Recently there have been more days above 90 degrees Fahrenheit, there has been less snow, earlier springs, and the NH state bird, the Purple Finch, may even shift out of the state, due to the change in seasonal patterns. She also made sure to bring in a global perspective by revealing that half of the world’s known species are on the move, thanks to climate change.

One thing that stood out to me was what she told the audience about moose and their relationship with ticks. Dr. Kovach explained to us that ticks latch onto moose in the fall, slumber throughout the winter, feed on the moose in the spring, and then fall off come summertime. It’s been that way forever, but thanks to the delay in winter arriving every year, the ticks have been given more time to find victims to latch onto.

Thanks to this, moose reproduction has been in decline. In the past, a moose would usually have two calves, but recently, that hasn’t been the case. And to make things worse, 70-75% of calves have been dying. There isn’t necessarily a solution to the problem, but it may stabilize when the moose population reaches a certain low.

There were plenty of other great examples during her lecture and another that really stood out to me was about rising sea levels, one of the most well-known issues pertaining to climate change.

Dr. Kovach warned the audience that sea levels are set to rise by half a meter by the end of the century, so most of our coastal areas are set to go underwater. And that’s obviously an issue for plenty of reasons. One fact she shared that some may not know is that coastal areas actually offer some protection from storms. So for them to continue doing that, they need to move, and that can’t really happen anymore because of development right on the coastline. This is another issue that doesn’t necessarily have a great solution. She did bring up the fact that some people have suggested “undevelopment,” but that’s seen as an incredibly radical solution.

After sharing these stories, Dr. Kovach also taught the audience about the diverse ecosystems in New Hampshire and how they’re facing changes.

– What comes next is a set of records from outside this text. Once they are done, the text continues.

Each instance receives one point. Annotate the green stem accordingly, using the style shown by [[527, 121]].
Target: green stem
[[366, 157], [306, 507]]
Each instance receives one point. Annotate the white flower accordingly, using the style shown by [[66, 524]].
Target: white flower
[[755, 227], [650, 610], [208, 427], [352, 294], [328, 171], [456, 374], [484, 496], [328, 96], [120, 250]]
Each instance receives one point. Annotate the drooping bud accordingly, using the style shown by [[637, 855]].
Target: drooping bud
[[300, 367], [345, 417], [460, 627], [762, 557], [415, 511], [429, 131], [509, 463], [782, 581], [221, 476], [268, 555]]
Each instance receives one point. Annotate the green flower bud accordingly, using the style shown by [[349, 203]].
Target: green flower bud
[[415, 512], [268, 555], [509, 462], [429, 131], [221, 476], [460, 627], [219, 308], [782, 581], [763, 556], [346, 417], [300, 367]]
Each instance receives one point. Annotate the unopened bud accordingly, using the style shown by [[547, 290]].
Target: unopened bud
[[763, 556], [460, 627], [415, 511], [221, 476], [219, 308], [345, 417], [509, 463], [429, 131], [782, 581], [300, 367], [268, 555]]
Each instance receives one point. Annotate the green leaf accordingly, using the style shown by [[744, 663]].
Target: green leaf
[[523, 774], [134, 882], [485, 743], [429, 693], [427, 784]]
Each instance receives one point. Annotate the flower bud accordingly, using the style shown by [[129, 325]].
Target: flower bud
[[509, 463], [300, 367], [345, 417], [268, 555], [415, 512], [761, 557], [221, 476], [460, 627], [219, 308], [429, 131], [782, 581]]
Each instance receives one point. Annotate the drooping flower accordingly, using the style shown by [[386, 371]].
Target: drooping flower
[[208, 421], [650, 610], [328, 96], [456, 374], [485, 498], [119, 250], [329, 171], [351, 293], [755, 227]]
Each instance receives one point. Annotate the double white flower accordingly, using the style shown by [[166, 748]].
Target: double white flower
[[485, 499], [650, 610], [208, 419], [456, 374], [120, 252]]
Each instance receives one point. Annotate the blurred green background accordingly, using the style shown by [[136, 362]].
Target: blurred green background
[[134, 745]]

I think the most relevant ecosystem she mentioned was the forest ecosystem because NH is actually 80% forest. She explained that forests are going to be moving northwards in the next few decades. Another biome she spoke about is especially relevant to her because the species she’s researching lives in it: I’m talking about tidal marshes, which can also be found in NH (like the ones in Hampton).

What most people don’t know is that tidal marshes absorb contaminants, purifying water. The Saltmarsh Sparrow, which is the bird species she’s researching, have a very specific pattern for survival, that’s not in danger thanks to the rising sea levels I mentioned earlier. These birds are unique because they actually nest in the marshes themselves, working around tidal cycles to survive. Those cycles are changing though, and they may not have time to adapt. To make matters worse, only 15-25% of the tidal marshes in NH are expected to survive the next few decades.

The topic of climate change is often met with fear and a sense of hopelessness, but from what I took away from Dr. Kovach’s lecture, that isn’t really the best way to react. There are some serious challenges ahead, but she made a point to say that we can do something about it. It seems like the 1.5 degrees rise is inevitable, and New Hampshire’s climate as we know it is going to change no matter what. But there are things we can do to mitigate these changes. Plenty of species are working to adapt to these current changes; some are more successful than others.

There are two more Sidore Lectures yet to come. The first upcoming one will be on Tuesday, March 19 and the final lecture of the semester will be Tuesday, April 19.